Christiane Kubrick Je suppose qu'il n'était pas très heureux à Hollywood, mais il n'a jamais dit «je ne reviendrai jamais en Californie» ou quoi que ce soit de ce genre. Nous avons beaucoup aimé vivre en Angleterre. Cela nous convenait très bien, et le pays est très beau.

 

Ken Adam (chef décorateur, a dessiné les décors de Doteur Folamour et de Barry Lyndon) Je ne pense pas avoir eu de telles relations avec un autre réalisateur. Il émanait de lui une certaine naïveté et un certain charme, mais vous découvriez très vite au travail qu'il avait aussi un cerveau fantastique. L'épreuve la plus dure, c'était quand il vous posait des questions. C'était comme être interrogé par un ordinateur. La seule chose qu'il ne savait pas faire, c'était dessiner. Donc ça le fascinait. Mais cela ne l'empêchait pas de me demander de justifier le moindre de mes traits. Ce n'était pas tous les jours facile. La conception de la grande salle de l'état-major du Docteur Folamour s'est déroulée ainsi. J'ai commencé à faire des petits dessins, et pendant que nous en parlions, il avait l'air très impressionné. Alors j'ai pensé : bon, ça va être une bataille facile. Mais, trois semaines plus tard, il a changé d'avis.

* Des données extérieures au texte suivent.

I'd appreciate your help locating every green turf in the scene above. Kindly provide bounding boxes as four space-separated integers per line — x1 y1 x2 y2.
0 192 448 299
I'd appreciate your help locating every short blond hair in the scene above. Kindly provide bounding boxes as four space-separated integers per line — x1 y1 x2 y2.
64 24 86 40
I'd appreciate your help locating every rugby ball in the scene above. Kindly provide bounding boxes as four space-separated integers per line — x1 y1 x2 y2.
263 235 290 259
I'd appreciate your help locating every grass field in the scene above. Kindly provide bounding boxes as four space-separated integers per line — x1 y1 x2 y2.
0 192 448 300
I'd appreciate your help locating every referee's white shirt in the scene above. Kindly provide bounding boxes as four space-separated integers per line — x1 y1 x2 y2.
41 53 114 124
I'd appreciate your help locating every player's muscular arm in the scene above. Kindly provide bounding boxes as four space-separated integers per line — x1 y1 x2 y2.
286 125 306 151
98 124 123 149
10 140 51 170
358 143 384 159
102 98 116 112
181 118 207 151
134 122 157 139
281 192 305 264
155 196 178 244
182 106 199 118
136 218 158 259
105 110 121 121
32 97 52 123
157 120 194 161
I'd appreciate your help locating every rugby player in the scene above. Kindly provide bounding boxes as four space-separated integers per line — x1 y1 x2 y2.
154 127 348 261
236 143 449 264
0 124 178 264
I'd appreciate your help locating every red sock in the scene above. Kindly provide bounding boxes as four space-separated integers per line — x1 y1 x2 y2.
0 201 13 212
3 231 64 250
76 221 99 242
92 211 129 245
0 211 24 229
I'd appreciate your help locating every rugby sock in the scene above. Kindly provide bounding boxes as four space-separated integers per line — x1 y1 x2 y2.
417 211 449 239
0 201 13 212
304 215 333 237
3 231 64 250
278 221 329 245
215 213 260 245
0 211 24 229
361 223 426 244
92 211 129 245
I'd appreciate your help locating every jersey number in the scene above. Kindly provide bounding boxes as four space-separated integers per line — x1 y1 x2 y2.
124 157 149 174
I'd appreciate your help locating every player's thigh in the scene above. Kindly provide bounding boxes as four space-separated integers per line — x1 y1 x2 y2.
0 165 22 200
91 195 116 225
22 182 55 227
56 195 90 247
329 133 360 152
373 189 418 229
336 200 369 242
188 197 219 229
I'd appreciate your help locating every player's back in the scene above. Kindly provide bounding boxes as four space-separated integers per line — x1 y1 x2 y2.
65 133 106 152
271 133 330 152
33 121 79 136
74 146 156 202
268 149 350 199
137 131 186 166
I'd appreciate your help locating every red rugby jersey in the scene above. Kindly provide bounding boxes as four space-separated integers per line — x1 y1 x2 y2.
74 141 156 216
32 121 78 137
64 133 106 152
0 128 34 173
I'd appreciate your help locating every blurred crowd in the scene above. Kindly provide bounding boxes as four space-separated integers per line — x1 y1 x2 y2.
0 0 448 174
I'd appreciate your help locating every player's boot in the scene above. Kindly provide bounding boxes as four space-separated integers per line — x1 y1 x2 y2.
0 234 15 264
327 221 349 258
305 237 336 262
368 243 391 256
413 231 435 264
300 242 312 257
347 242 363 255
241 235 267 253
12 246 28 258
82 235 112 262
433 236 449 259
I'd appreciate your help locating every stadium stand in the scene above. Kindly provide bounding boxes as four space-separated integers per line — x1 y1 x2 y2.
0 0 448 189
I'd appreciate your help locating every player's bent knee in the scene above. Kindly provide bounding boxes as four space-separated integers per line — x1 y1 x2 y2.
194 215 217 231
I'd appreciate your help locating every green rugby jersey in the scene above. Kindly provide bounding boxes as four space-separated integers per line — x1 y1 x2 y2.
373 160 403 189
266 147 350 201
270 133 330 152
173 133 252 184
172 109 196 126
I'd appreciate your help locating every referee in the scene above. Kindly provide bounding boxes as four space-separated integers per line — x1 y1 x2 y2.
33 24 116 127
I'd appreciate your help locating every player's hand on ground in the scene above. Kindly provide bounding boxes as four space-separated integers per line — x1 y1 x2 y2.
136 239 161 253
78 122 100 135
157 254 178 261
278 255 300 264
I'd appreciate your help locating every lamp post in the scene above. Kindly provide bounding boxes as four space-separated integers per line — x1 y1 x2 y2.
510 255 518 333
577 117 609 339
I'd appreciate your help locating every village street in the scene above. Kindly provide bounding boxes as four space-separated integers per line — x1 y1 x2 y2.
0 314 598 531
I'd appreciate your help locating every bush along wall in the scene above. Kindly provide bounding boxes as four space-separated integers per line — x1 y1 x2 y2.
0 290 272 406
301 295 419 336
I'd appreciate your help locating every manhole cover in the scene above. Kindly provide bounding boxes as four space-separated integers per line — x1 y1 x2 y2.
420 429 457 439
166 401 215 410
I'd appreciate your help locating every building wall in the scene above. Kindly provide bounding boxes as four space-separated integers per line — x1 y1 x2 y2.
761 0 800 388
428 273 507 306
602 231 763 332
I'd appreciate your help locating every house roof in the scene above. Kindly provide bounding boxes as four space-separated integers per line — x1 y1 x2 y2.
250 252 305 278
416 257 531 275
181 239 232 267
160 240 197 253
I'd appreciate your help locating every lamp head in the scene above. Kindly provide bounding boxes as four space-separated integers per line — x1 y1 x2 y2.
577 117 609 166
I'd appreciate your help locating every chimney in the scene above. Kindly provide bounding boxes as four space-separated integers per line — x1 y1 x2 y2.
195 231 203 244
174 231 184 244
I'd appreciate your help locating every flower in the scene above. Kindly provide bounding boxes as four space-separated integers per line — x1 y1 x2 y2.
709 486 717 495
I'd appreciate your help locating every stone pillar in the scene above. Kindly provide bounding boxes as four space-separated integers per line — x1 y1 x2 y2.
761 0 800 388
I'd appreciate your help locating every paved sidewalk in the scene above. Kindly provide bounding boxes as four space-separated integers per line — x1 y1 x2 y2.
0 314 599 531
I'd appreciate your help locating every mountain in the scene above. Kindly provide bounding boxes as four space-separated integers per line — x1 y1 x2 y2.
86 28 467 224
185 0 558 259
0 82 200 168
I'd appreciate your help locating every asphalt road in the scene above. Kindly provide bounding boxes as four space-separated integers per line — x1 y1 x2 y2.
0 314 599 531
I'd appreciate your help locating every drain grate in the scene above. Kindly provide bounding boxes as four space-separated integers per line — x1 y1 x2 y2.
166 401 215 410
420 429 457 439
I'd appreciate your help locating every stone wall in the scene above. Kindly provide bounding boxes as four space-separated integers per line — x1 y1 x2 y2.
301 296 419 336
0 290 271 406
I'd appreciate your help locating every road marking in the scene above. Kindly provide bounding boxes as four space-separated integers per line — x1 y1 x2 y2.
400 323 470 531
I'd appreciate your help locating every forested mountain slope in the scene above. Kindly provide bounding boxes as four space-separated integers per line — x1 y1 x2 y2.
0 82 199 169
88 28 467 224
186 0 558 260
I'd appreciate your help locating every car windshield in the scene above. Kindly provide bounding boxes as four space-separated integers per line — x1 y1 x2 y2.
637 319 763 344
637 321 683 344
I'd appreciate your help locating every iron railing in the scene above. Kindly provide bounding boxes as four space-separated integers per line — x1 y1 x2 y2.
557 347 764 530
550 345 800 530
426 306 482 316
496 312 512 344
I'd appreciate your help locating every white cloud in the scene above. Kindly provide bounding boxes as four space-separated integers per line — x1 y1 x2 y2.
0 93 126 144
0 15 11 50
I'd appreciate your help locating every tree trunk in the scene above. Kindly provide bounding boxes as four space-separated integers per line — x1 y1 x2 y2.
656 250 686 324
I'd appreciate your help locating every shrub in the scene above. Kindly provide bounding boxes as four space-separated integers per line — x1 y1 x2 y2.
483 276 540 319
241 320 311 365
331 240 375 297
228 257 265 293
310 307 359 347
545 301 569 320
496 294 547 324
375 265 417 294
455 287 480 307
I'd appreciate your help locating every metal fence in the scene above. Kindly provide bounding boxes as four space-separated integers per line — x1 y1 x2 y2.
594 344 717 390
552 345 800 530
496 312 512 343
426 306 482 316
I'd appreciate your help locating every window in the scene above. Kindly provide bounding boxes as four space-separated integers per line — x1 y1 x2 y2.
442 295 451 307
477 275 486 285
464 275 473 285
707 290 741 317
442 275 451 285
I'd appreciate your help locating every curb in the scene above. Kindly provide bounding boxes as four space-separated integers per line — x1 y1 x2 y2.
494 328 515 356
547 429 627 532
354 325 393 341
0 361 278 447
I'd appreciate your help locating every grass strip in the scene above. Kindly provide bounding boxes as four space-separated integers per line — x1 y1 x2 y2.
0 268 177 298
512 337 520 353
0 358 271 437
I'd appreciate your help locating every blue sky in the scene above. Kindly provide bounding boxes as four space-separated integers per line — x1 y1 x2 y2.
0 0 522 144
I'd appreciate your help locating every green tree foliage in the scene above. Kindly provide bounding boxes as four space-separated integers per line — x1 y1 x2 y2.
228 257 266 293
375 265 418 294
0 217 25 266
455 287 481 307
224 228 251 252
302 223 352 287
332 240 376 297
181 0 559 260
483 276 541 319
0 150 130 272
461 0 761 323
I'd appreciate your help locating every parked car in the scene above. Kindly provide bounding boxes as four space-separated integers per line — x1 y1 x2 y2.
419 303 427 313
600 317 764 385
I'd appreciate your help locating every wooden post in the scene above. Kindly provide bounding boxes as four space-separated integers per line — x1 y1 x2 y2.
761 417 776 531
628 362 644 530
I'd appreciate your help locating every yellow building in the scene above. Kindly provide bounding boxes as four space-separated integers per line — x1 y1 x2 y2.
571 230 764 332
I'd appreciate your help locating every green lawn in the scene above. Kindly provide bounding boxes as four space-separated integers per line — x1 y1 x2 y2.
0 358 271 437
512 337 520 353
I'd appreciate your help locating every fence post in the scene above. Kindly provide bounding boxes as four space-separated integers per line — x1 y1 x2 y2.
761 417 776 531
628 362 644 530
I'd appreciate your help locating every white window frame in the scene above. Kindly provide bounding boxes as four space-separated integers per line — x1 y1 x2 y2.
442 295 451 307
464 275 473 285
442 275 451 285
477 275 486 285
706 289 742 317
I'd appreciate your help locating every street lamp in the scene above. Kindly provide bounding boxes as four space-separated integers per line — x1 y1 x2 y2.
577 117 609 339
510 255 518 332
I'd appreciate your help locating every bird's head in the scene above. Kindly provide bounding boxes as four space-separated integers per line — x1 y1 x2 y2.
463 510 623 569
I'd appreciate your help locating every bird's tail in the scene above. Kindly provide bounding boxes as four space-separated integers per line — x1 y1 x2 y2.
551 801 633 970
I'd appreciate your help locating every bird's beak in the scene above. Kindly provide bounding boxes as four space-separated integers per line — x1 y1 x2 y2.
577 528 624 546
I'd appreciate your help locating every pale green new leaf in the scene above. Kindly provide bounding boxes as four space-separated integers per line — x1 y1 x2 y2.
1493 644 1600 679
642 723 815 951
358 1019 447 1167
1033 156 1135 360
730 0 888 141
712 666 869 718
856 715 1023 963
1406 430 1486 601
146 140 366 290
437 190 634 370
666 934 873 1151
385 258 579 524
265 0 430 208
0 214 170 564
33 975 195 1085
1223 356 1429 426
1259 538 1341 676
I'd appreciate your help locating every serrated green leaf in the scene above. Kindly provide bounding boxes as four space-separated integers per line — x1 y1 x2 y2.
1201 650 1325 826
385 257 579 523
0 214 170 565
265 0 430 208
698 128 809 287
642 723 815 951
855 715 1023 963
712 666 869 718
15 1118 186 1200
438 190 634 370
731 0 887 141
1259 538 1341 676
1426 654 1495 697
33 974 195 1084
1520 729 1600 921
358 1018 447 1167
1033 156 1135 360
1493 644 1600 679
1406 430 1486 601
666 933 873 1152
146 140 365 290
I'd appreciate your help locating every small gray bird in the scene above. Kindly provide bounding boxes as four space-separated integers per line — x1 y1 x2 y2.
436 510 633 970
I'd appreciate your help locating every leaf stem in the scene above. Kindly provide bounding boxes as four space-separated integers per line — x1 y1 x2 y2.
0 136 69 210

Comme le croquis original faisait penser à un amphithéâtre à deux niveaux, il m'a dit soudain : «Bien, mais qu'est-ce que je vais faire avec le second niveau ? On devra le remplir avec des figurants, et je ne saurai pas les utiliser. Vous devriez y repenser.» J'ai recommencé à les dessiner, il se tenait derrière moi tout le temps. Quand je suis parvenu à une sorte de solution triangulaire, il m'a déclaré qu'il estimait que le triangle était la forme géométrique la plus forte. Et on est arrivé à cette table ronde, où l'on joue le destin du monde comme au poker. Il changeait souvent d'avis. Après deux jours de tournage, par exemple, il n'était pas content de Peter Sellers dans le rôle du capitaine de bombardier B 52 (en plus de ses autres rôles) et il a engagé Slim Pickens à sa place. Il a alors décidé de lui faire chevaucher la bombe atomique qu'il lâche sur le complexe de missiles soviétiques comme on chevauche un bronco dans un rodéo. C'était une expérience excitante, mais, en même temps, vous pensiez que vivre ça une fois, ça suffisait largement. Etre confronté à Stanley seize heures par jour vous faisait perdre toute confiance en vous.

 

James Earl Jones (acteur, joue un petit rôle dans Docteur Folamour) : Ses manières étaient simples. Il était relax, il mâchait du chewing-gum. Il était cool. Un jour, il s'est mis en colère parce que je ne savais pas mes répliques. J'avais oublié tout un paragraphe. Il m'a dit : «Tu ne ne te rappelles pas ces mots ? Pourquoi ?» Sa colère était froide, mais réelle.

 

John Milius (réalisateur, scénariste, producteur et relation téléphonique de Kubrick depuis le début des années 80) : Après le tournage de Docteur Folamour, l'armée de l'air l'a contacté. Tous les pontes du Strategic Air Command voulaient discuter avec lui. Il avait peur qu'ils ne soient irrités contre lui. Je lui ai dit : «Stanley, comment peux-tu être paranoïaque à ce point ? Ils veulent t'honorer, c'est tout. Ils ont adoré Docteur Folamour.» Il m'a répondu : «Je sais que c'est idiot. J'aurais dû aller à Washington les voir.» Il aimait l'histoire militaire et il y travaillait tout le temps. Il disait : «Je me sens parfaitement à l'aise dans mon amour de l'histoire militaire et de la guerre parce que je sais que je suis un parfait lâche.» Il était totalement fasciné par les honneurs et les vertus militaires, par l'esprit de corps tel qu'il existe dans les régiments. «Je ne ferai jamais la guerre, disait-il, Mais j'aimerais en faire l'expérience si j'étais sûr de ne pas y être blessé.».